Database migration primarily involves changing the database structure at a point in time to another, resulting in a new version. Prevention of possible errors in the process, caused by any human factor, can be critical in the maintenance of database servers running different schema versions. Importantly, we should apply one schema change only once and in cases when running two or more operations at same time, we need to make sure the changes are free of race conditions.
While there are other database migrations tools available, we preferred alembic as an automated migration tool for a client application with multiple databases. We use SQLAlchemy as an Object Relation Mapper (ORM) in the application and alembic is a lightweight database migration tool for usage with SQLAlchemy. Also, alembic is developed and maintained by Mike Bayer, the author of SQLAlchemy.
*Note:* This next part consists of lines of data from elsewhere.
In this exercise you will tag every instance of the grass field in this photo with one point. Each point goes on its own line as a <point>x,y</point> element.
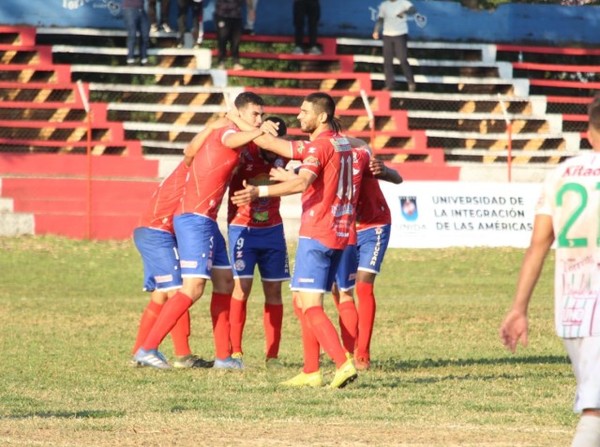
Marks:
<point>440,377</point>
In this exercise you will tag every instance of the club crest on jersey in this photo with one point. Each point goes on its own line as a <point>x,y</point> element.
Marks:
<point>239,265</point>
<point>311,161</point>
<point>408,206</point>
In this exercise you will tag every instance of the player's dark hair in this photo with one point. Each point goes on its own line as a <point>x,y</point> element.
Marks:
<point>594,113</point>
<point>323,103</point>
<point>282,130</point>
<point>245,98</point>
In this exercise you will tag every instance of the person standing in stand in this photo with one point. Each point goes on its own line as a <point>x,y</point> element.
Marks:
<point>392,18</point>
<point>136,21</point>
<point>568,213</point>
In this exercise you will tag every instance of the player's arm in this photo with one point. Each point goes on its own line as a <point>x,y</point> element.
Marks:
<point>515,325</point>
<point>194,146</point>
<point>267,137</point>
<point>297,184</point>
<point>382,172</point>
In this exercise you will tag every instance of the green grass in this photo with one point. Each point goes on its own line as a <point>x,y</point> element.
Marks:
<point>69,312</point>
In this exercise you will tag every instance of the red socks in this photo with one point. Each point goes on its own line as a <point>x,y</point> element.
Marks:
<point>325,332</point>
<point>171,312</point>
<point>149,317</point>
<point>348,318</point>
<point>181,335</point>
<point>220,304</point>
<point>310,344</point>
<point>272,322</point>
<point>237,320</point>
<point>366,318</point>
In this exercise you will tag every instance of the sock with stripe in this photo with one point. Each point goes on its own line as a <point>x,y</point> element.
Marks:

Alembic can be useful for:
Multiple database support
Automatic scripts generation
Avoidance of race conditions
Scripts encapsulation in a single file
Backward or downgrade compatibility
Offline mode support
Typical alembic environment structure looks like:
project/ alembic.ini alembic/ env.py script.py.mako versions/ generated_migration_scripts.py
Alembic can be configured by providing the database driver information in the alembic.ini file or by customizing the database config in env.py so that the configurations are in sync between application and migration scripts. Alembic supports the multidb configuration to have the versions for multiple databases defined in the same environment. In our application for databases with separate schema definitions we created two different alembic environment directories, each holding their own configuration and versioned migration scripts. This way it helped us to maintain the versions separately and avoid probable schema conflicts while running them. One way or the other, it seems to be well customizable and easy to adapt as needed.
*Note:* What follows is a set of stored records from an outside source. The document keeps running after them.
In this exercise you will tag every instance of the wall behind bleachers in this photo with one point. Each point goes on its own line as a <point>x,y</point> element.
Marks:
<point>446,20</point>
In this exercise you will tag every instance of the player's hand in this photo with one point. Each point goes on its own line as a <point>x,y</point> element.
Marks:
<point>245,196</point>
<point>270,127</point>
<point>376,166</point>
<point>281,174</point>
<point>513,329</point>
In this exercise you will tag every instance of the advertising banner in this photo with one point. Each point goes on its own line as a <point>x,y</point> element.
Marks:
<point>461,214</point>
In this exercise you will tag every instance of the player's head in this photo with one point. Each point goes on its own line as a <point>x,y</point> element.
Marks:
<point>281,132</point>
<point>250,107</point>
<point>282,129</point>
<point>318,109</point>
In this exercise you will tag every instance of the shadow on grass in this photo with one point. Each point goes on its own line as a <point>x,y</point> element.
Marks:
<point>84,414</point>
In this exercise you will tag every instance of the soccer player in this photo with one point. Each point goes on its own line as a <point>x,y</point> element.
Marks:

Our client application is hosted in Amazon’s Elastic Compute Cloud (EC2) with the database in Amazon’s Relational Database Server (RDS). We configured our Amazon CloudFormation script adding a new task definition to run the database migration script as a standalone task. We included alembic upgrade commands in a bash script, which are triggered by the defined AWS task. The task can be run using ‘Run Task’ operation in Amazon ECS cluster console or using AWS Command Line Interface as,
aws ecs run-task --cluster <ECSCluster_identifier>\ --task-definition <alembic taskdefinition identifier>
The setup process seems to be straightforward and well documented. Using SQLAlchemy and alembic together, we can automatically generate and customize the migration scripts and we can identify the differences between existing database tables and the defined model in code. There are some limitations of the autogenerate option that are mentioned in the documentation. Each migration is called a revision and knows what order to be run in because each revision is given a down_revision to identify its parent. The revisions range from base to head, base being the initial or stamped revision and head as the latest revision.
Adopting the simpler workflows of alembic has helped us reduce complexity and risks, save implementation time, and increase development throughput. It has provided an automated database refactoring technique which certainly gives us more control over the release process of new changes and enables continuous delivery of our product.